وقال آخرون: الواجبُ على من رأى منكرًا من ذى سلطان أن ينكره علانيةً وكيف أمكنه، روى ذلك عن عمر بن الخطاب وأبىّ بن كعب، واحتجوا بقوله ﷺ: (من رأى منكم منكرًا فليغيره بيده، فإن لم يستطيع فبلسانه، فإن لم يستطيع فبقلبه، وذلك أضعف الإيمان) وبقوله: (إذا هابت أمتى أن تقول للظالم: يا ظالم، فقد تودع منهم)

Sebagian yang lain berpendapat bahwa wajib bagi siapa pun yang melihat kemungkaran dari seorang penguasa untuk mengingkarinya secara terang-terangan dan dengan cara apapun yang bisa dilakukan. Hal ini diriwayatkan dari Umar bin Khattab dan Ubay bin Ka’ab. Mereka berdalil dengan sabda Nabi ﷺ: (Barangsiapa yang melihat kemungkaran, maka hendaknya ia mengubahnya dengan tangannya, jika tidak mampu maka dengan lisannya, jika tidak mampu maka dengan hatinya, dan itu adalah selemah-lemah iman) dan dengan sabda beliau: (Jika umatku takut mengatakan kepada orang zalim: “Wahai zalim,” maka mereka telah ditinggalkan).

Dalam penjelasan kitab Syarḥ Ṣaḥīḥ al-Bukhāri di atas, sikap yang harus dilakukan seorang rakyat ketika ada penguasa yang zalim yakni dengan mengingatkan mereka.

Hal ini sesuai dengan perkataan KH. Afifuddin Muhajir, Wakil Rais Am PBNU, dalam salah satu tulisannya menyatakan bahwa “membangkang kepada pemerintah hukumnya haram, sedangkan menyampaikan kebenaran kepada pemerintah hukumnya fardhu kifayah”. Syeikh Abu Zakariyya al-Anshari dalam kitabnya Ghāyah al-Wuṣūl menjelaskan, bahwa:(9)

مسألة فرض الكفاية) المنقسم إليه وإلى فرض العين مطلق الفرض السابق حده (مهم يقصد) شرعا (جزما) من زيادتي (حصوله من غير نظر بالذات لفاعله) وإنما ينظر إليه بالتبع للفعل ضرورة أنه لا يحصل بدون فاعل

Masalah tentang farḍu kifayah, (farḍu) terbagi menjadi farḍu kifāyah dan farḍu `ain, adalah kewajiban yang dimaksudkan untuk dicapai secara syar`i secara pasti tanpa memperhatikan secara langsung siapa yang melakukannya. Namun, hal ini secara tidak langsung diperhatikan karena tidak akan terlaksana tanpa adanya pelaku.

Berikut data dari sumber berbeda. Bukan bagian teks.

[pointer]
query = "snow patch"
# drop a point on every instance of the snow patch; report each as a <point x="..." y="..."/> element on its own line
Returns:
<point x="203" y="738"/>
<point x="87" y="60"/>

Bahkan, Imam al-Haramain dan ulama lainnya berpendapat bahwa farḍu kifāyah lebih utama karena dengan dilaksanakannya oleh sebagian orang, seluruh mukalaf terbebas dari dosa yang timbul karena meninggalkannya.(10) Tentu yang beliau maksud “membangkang kepada pemerintah” adalah seperti memberontak dan sejenisnya. Sedangkan unjuk rasa termasuk menyampaikan kebenaran kepada pemerintah.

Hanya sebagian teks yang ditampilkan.